Yes, I recognize that most major cities have counter terrorism units within their police departments but the article was talking about utilizing the entire force including just regular patrol officers.  Also, I don't think using an elite counter terrorism unit to handout flyers is the best way that resource can be directed.


----------



## MPIKE (1 Dec 2005)

jwsteele said:
			
		

> Yes, I recognize that most major cities have counter terrorism units within their police departments but the article was talking about utilizing the entire force including just regular patrol officers.  Also, I don't think using an elite counter terrorism unit to handout flyers is the best way that resource can be directed.





			
				jwsteele said:
			
		

> Correct me if I'm wrong


 okay i will..

Here we go again watching episodes of E-Ring and 24.   The article does not mention using ETF-types handing out leaflets as you misquote.  This is a proactive approach taken by an organization who is doing what any post 9/11 city is doing and that is raising public awareness/readiness and utilizing all assets available to them.  Perhaps (and i'll suggest it) this maybe another great opportunity to blitz an area plagued with other problems.?

Counter terrorism isn't all door kicks and flashbangs.  It starts with the frontline and those who are on the ground. 
Google intelligence-led and maybe you will appreciate this progressive plan.  Good on them.. Now do we bother debating if this would be even tried here? 

here is excerpt from the RCMP website (much to my chagrin and attempt at humour   it pretty much says it all)


> ntelligence-led policing is a term that has only begun to gain currency in the last few years. For this reason, it lacks a single, overarching definition. Most would agree, however, that at its most fundamental, intelligence-led policing involves the collection and analysis of information to produce an intelligence end product designed to inform police decision-making at both the tactical and strategic levels.
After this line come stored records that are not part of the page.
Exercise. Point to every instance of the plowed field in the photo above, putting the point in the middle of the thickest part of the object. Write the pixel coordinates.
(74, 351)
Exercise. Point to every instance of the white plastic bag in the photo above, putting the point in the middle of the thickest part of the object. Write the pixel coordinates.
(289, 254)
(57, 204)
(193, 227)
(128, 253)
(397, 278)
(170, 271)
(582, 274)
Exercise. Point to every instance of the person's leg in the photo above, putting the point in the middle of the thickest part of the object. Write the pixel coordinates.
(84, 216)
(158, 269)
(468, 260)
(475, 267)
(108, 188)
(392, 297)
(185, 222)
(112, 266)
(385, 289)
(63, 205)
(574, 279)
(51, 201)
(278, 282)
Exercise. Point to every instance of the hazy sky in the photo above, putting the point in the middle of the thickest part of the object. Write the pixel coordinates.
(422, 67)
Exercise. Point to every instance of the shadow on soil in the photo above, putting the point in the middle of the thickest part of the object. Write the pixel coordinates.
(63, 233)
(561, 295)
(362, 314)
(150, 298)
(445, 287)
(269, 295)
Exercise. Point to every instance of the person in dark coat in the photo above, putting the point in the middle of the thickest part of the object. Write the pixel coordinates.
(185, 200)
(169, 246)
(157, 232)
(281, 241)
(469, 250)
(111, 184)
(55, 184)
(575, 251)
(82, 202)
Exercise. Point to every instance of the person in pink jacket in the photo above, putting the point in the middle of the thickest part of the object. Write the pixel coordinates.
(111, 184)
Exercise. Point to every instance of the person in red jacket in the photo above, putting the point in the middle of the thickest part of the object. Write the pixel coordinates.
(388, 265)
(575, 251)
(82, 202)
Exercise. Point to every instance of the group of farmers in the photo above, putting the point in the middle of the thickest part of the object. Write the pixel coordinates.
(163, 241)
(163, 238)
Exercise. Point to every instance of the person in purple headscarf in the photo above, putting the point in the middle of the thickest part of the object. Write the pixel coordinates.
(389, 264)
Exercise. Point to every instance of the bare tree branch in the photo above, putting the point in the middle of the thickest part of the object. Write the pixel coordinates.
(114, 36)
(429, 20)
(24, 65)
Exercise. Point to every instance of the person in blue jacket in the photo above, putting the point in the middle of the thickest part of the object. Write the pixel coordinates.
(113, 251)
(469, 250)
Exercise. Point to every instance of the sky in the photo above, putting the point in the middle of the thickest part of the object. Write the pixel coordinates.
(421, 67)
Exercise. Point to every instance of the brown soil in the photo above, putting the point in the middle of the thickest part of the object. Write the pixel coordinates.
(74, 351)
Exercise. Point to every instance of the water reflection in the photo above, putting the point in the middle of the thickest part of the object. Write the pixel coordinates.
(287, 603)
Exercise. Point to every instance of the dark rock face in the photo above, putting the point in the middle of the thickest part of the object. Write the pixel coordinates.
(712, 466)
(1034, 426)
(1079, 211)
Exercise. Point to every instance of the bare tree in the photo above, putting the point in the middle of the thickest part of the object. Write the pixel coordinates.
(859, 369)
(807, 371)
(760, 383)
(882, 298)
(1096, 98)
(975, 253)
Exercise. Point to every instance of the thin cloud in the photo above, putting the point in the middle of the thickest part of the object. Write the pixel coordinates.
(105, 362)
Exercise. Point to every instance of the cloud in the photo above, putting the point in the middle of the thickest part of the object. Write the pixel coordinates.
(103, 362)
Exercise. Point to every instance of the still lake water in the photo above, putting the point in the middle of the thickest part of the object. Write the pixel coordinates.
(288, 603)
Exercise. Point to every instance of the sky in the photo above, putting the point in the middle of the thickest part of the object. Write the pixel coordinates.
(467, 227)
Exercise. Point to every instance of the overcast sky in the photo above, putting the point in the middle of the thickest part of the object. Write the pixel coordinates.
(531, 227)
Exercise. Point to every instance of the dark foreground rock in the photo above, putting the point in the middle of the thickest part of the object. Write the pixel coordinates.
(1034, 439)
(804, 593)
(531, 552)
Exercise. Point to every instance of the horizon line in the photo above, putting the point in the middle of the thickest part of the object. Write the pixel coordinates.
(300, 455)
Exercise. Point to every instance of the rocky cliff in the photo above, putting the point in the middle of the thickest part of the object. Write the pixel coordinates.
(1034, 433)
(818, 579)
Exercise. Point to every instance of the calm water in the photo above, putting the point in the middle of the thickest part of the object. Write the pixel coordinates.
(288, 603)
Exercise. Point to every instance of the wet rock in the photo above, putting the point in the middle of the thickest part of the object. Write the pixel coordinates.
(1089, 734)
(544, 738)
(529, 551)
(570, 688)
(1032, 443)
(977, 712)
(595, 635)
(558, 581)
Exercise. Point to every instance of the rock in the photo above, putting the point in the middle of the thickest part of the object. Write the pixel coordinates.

It is a model of policing in which intelligence serves as a guide to operations, rather than the reverse. It is innovative and, by some standards, even radical, but it is predicated on the notion that a principal task of the police is to prevent and detect crime rather than simply to react to it.
> 
> We are facing increasing obstacles in policing. Unstoppable economic, social and political forces are having a profound effect, not only upon the world in which we function but also upon the manner in which each and every one of us does our job. And while we may be able to take some comfort from the fact that criminals do not change over time and continue to be motivated essentially by greed, the resources and opportunities available to them have increased exponentially along with the magnitude of their potential profits. Police forces are now dealing with crime that would be unrecognisable to the police officers of a generation ago and must do so with a rapidly shrinking resource base. The old models of policing no longer apply. We can no longer afford simply to react to each new situation, nor can we rely upon our traditional notions of crime and criminal behaviour. Intelligence-led policing may hold the key to our survival.
> 
> ...





			
				jwsteele said:
			
		

> That has got to be one of the most ridiculous ideas I have heard in a while.  What a silly waste of resources!



still silly?


----------



## a_majoor (2 Dec 2005)

New York City reversed a decades long crime wave through similar tactics directed against known and suspected criminal elements. Although there are a lot of New York cops, once people began to see uniformed officers patrolling their neighbourhoods and cracking down on petty street crime (and not doing the "drive by patrols of times past), they began reaching out to the officers and offering help in the form of tips (intelligence). 

The short answer is the NYPD was conducting a clear and hold operation burough by burough, and so came out the winners. The police in Miami are using similar ideas to disrupt potential terrorist activity and encourage the population to join forces with them. How well they do is worth watching though.


----------